Quite simply, I'm wondering how physicists define correlation functions by integrating over non-compact moduli spaces of *smooth* domain curves in the A-twisted NLSM. I'm guessing there's some cleverness about replacing a curve which has nearly acquired a node, with some conformally-equivalent smooth curve. Maybe I can elaborate very briefly.

In the A-model topological field theory, we start by studying all continuous maps $\phi: C \to X$ where $C$ is a smooth genus $g$ curve. We can define correlation functions

$$\langle \mathcal{O}_{A_{1}} \cdots \mathcal{O}_{A_{n}}\rangle_{\beta} = \int_{\phi_{*}[C] = \beta} \mathcal{D}\phi \mathcal{D} \psi e^{-S}\mathcal{O}_{A_{1}} \cdots \mathcal{O}_{A_{n}}$$

where $A_{i}$ are $p$-forms on $X$, and we define the ghost number of $\mathcal{O}_{A_{i}}$ to be $p$. Because we have a fermionic symmetry $Q$, we can localize onto worldsheet instantons, i.e. localize onto the sector where $\phi$ is a holomorphic map. The ghost number anomaly tells us that these correlation functions vanish unless we have

$$\frac{1}{2} \sum_{i=1}^{n} \text{deg}(A_{i}) = \int_{\beta} c_{1}(X) + \text{dim}X(1-g).$$

Now, if there are no $\psi$ zero modes, it turns out we have a smooth moduli space $\mathscr{M}_{C}(X, \beta)$ of holomorphic maps from a *fixed* curve $C$ into $X$ landing in class $\beta$. The correlation functions are then computed as

$$\langle \mathcal{O}_{A_{1}} \cdots \mathcal{O}_{A_{n}}\rangle_{\beta} = e^{i \omega \cdot \beta} \int_{\mathscr{M}_{C}(X, \beta)} \text{ev}_{1}^{*}(A_{1}) \cup \cdots \cup \text{ev}_{n}^{*}(A_{n})$$

Okay...is this moduli space compact? If not how is this integral well-defined?
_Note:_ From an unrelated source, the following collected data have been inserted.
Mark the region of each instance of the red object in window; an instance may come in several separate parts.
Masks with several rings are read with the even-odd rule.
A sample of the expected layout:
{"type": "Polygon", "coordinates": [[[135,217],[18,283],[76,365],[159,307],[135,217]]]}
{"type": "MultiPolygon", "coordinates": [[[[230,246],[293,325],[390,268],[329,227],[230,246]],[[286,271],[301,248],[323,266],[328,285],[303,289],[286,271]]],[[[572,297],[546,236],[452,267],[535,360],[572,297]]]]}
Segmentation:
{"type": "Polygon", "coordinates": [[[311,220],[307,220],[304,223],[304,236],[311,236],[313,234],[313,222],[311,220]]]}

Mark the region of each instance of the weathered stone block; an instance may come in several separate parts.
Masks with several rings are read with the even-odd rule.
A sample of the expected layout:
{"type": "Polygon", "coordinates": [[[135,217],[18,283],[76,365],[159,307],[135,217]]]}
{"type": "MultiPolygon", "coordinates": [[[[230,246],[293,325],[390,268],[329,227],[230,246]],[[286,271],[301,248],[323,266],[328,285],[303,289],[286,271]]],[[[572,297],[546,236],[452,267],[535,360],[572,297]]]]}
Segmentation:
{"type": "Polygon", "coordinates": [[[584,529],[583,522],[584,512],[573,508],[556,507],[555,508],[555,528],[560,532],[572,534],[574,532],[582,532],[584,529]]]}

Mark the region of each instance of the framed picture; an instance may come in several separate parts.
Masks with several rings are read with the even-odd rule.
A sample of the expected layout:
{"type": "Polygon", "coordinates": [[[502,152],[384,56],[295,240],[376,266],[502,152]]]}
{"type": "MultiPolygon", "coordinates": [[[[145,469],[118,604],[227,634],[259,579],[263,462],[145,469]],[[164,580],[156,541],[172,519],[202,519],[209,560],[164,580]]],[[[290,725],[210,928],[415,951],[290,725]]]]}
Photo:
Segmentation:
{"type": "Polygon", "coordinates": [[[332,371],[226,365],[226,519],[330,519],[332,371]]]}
In addition, we then couple to worldsheet gravity to get the A-model topological string theory. The correlation functions then require integrating over $\mathscr{M}_{g,n}$. But again, I think this is the non-compactified moduli space, because I imagine string theorists don't want strings collapsing to a point. So how is this integration well-defined if we don't want to consider nodal curves?

If I had to take a wild guess, I would say that a curve which is about to acquire a node may be conformally-equivalent to a *smooth* curve with some long, skinny "neck" or something? And perhaps these integrands of interest are suppressed on such a configuration?